Two phases of EM: Blocking and Matching
Here is an example of an EM problem instance. Given two tables of product records from different data sources, our goal is to find records that refer to the same product. The first step to perform in a typical EM pipeline is blocking. The goal of blocking is to avoid the quadratic pairwise comparison by selecting only candidate pairs that are likely to match. In our example, a simple but reasonable heuristic such as selecting pairs with at least one token would reduce the number of candidates from 9 (all possible pairs) to 3! The blocking method is typically designed as fast simple heuristics having a high recall so that most real matches are retained. The second step is matching, which performs the more expensive pairwise comparison where the final “right” match/not match decision needs to be made for all pairs selected during the blocking phase.
EM is challenging
Although many techniques exist including both rule-based and learning-based methods, matching remains quite a challenging task. As the example illustrates, making the right match / not-match decision requires substantial language understanding and domain-specific knowledge. For example, in the above table:
- For the first pair, the EM solution needs to know “immersion”–“immers” and “deluxe 2.0”– “dlux 2” are synonyms in this context.
- For the second pair, although the two entries look similar, they are actually different because the software editions do not match (7th vs. 8th).
- For the last pair, although the two entries look quite different, they match because the product IDs are the same.
In fact, even the most advanced previous EM solutions failed to correctly match / unmatch all these pairs!

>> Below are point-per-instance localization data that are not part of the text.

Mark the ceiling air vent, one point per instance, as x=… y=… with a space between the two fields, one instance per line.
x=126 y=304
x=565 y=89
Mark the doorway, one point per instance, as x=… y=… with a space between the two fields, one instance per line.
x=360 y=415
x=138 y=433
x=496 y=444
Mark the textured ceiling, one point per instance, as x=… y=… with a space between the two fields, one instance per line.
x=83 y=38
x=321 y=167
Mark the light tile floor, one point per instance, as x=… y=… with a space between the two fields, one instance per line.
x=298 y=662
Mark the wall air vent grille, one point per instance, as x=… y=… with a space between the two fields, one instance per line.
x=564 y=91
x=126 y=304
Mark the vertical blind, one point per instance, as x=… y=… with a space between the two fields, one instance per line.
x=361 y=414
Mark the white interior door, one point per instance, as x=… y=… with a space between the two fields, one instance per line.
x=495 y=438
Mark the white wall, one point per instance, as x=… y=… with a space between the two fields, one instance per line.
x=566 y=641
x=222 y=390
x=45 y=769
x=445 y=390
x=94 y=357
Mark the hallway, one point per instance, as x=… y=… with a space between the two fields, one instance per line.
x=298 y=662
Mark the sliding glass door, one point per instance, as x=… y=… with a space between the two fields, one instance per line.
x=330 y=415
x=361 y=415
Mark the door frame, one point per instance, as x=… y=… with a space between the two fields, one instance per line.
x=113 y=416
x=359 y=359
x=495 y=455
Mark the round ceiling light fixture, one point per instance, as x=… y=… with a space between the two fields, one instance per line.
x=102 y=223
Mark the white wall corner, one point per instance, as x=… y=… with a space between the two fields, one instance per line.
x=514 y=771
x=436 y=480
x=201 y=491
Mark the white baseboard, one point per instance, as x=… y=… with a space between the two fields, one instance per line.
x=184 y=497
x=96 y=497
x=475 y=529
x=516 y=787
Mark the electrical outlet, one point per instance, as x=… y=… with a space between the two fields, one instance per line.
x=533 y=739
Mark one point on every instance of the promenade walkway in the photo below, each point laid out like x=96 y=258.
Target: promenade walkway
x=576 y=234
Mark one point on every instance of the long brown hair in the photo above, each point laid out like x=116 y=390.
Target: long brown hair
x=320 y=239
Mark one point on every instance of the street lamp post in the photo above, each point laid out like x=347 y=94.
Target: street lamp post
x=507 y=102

Ditto: EM with Pre-trained Language Models
We present Ditto, a novel EM solution based on pre-trained language models (LMs) such as BERT. Ditto casts EM as a sequence-pair classification problem to leverage LMs, which have been shown to generate highly contextualized embeddings that capture better language understanding compared to traditional word embeddings.
Since pre-trained LMs take text sequences as input, Ditto first needs to serialize a pair of entity entries (e1, e2) into a sequence of tokens. This is done by adding special tokens [COL] and [VAL] which indicates the starts of an attribute name or an attribute value:
A candidate pair (e1, e2) is serialized as “[CLS] serialize(e1) [SEP] serialize(e2) [SEP]” with separator tokens [SEP] and a special token [CLS] to generate the contextualized sequence embedding.
Next, Ditto follows the typical steps of LM fine-tuning: we add the linear and softmax layer on top of the output of the LM’s Transformer layers, initialize the model with the pre-trained weights, and train the model on a labeled EM dataset until convergence.
Ditto further improves its matching capability through three optimizations:
- Domain Knowledge. To help the LM to focus on the most important matching information, Ditto allows domain knowledge to be added to further highlight important pieces of the input (e.g., product ID) that may be useful for matching decisions.
- Summarization. One major challenge in applying pre-trained LMs is the max sequence length. For example, BERT can only take at most 512 sub-word tokens as input. While truncating the entity entries can discard the most important information, Ditto applies a summarization technique based on TF-IDF to long strings so that only the most essential tokens are retained and used for EM.
- Data Augmentation. Finally, to address the requirement of having a large, high-quality labeled dataset, Ditto applies data augmentation to generate additional training examples from existing ones. Moreover, Ditto augments training data with (difficult) examples, which challenges the model to learn “harder” to capture invariant properties such as column-order invariance.
If you are interested, please look into our paper for more details!
With pre-trained LMs and the above optimizations, Ditto achieves significant improvements compared to the previous state-of-the-art solutions such as DeepMatcher. On a standard set of 13 benchmark EM datasets, Ditto achieves a 9.43% average F1 score performance gain and up to 32% F1 score improvement. Ditto is also more robust to noisy data (misaligned schema, misplaced column values), small training sets, and text-heavy data where we observe the most significant performance gain.
Ditto is also label-efficient. On a product matching dataset, Ditto is able to outperform previous best solutions with only half or fewer labeled examples.
Deploying Ditto in a complete EM pipeline
We deployed Ditto in a standard EM pipeline as shown in the diagram and applied the pipeline on matching two large-scale company datasets containing 789K and 412K entries. Using Ditto as the matcher, we achieved a high 96.5% F1 on the holdout dataset. Apart from the standard basic blocking mechanism, Ditto provides an optional advanced blocking function obtained from fine-tuning a siamese, sentence transformer model. This model maps entries in both tables into the same vector space to allow candidate filtering via vector similarity search. The advanced blocking step yields a 3.8x overall speed-up of the entire pipeline.